Reputation: 171
I have created an RDD from a NOSQL database and I want to convert the RDD to a data frame. I have tried many options but all result in errors.
val df = sc.couchbaseQuery(test).map(_.value).collect().foreach(println)
{"accountStatus":"AccountOpen","custId":"140034"}
{"accountStatus":"AccountOpen","custId":"140385"}
{"accountStatus":"AccountClosed","subId":"10795","custId":"139698","subStatus":"Active"}
{"accountStatus":"AccountClosed","subId":"11364","custId":"140925","subStatus":"Paused"}
{"accountStatus":"AccountOpen","subId":"10413","custId":"138842","subStatus":"Active"}
{"accountStatus":"AccountOpen","subId":"10414","custId":"138842","subStatus":"Active"}
{"accountStatus":"AccountClosed","subId":"11314","custId":"140720","subStatus":"Paused"}
{"accountStatus":"AccountOpen","custId":"139166"}
{"accountStatus":"AccountClosed","subId":"10735","custId":"139558","subStatus":"Paused"}
{"accountStatus":"AccountOpen","custId":"139575"}
df: Unit = ()
I have tried adding .toDF() to the end of my code and also creating a schema and using createDataFrame but receive errors. Whats the best approach to converting the RDD to Dataframe?
import org.apache.spark.sql.types._
// The schema is encoded in a string
val schemaString = "accountStatus subId custId subStatus"
// Generate the schema based on the string of schema
val fields = schemaString.split(" ")
.map(fieldName => StructField(fieldName, StringType, nullable = true))

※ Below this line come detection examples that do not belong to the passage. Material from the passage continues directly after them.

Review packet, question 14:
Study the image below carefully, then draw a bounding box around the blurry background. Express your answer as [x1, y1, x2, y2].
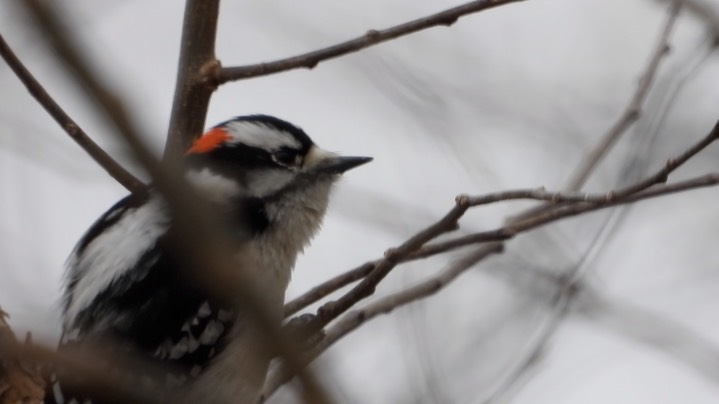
[0, 0, 719, 404]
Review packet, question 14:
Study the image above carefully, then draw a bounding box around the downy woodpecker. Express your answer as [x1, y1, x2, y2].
[46, 115, 371, 403]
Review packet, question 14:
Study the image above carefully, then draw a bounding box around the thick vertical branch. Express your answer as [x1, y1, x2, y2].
[165, 0, 220, 159]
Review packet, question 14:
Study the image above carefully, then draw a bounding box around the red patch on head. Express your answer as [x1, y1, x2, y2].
[187, 128, 230, 154]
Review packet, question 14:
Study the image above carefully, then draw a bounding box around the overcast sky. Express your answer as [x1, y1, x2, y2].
[0, 0, 719, 404]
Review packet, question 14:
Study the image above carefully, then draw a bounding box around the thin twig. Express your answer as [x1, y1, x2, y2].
[0, 31, 146, 193]
[512, 0, 681, 220]
[566, 2, 681, 191]
[217, 0, 525, 84]
[262, 243, 503, 398]
[165, 0, 220, 159]
[285, 121, 719, 318]
[317, 196, 476, 324]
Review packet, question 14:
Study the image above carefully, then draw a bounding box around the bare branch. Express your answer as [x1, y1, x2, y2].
[512, 0, 681, 220]
[217, 0, 525, 84]
[0, 31, 145, 193]
[567, 1, 681, 191]
[262, 243, 503, 399]
[165, 0, 220, 159]
[317, 196, 476, 324]
[285, 117, 719, 318]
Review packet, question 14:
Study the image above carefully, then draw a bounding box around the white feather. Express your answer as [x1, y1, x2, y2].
[225, 121, 301, 150]
[64, 196, 169, 331]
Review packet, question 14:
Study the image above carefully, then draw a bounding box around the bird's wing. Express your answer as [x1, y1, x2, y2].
[53, 195, 235, 404]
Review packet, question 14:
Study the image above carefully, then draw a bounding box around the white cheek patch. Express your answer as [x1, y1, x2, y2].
[64, 197, 169, 330]
[247, 169, 295, 197]
[303, 145, 337, 168]
[225, 121, 302, 150]
[187, 168, 241, 203]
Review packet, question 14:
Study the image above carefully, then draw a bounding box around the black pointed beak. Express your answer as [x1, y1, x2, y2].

val schema = StructType(fields)
//
val peopleDF = spark.createDataFrame(df,schema)
Error
<console>:101: error: overloaded method value createDataFrame with alternatives:
(data: java.util.List[_],beanClass: Class[_])org.apache.spark.sql.DataFrame <and>
(rdd: org.apache.spark.api.java.JavaRDD[_],beanClass: Class[_])org.apache.spark.sql.DataFrame <and>
(rdd: org.apache.spark.rdd.RDD[_],beanClass: Class[_])org.apache.spark.sql.DataFrame <and>
(rows: java.util.List[org.apache.spark.sql.Row],schema: org.apache.spark.sql.types.StructType)org.apache.spark.sql.DataFrame <and>
(rowRDD: org.apache.spark.api.java.JavaRDD[org.apache.spark.sql.Row],schema: org.apache.spark.sql.types.StructType)org.apache.spark.sql.DataFrame <and>
(rowRDD: org.apache.spark.rdd.RDD[org.apache.spark.sql.Row],schema: org.apache.spark.sql.types.StructType)org.apache.spark.sql.DataFrame
cannot be applied to (Unit, org.apache.spark.sql.types.StructType)
val peopleDF = spark.createDataFrame(df,schema)
other
val df = sc.couchbaseQuery(test).map(_.value).toDF()
Error
<console>:93: error: value toDF is not a member of org.apache.spark.rdd.RDD[com.couchbase.client.java.document.json.JsonObject]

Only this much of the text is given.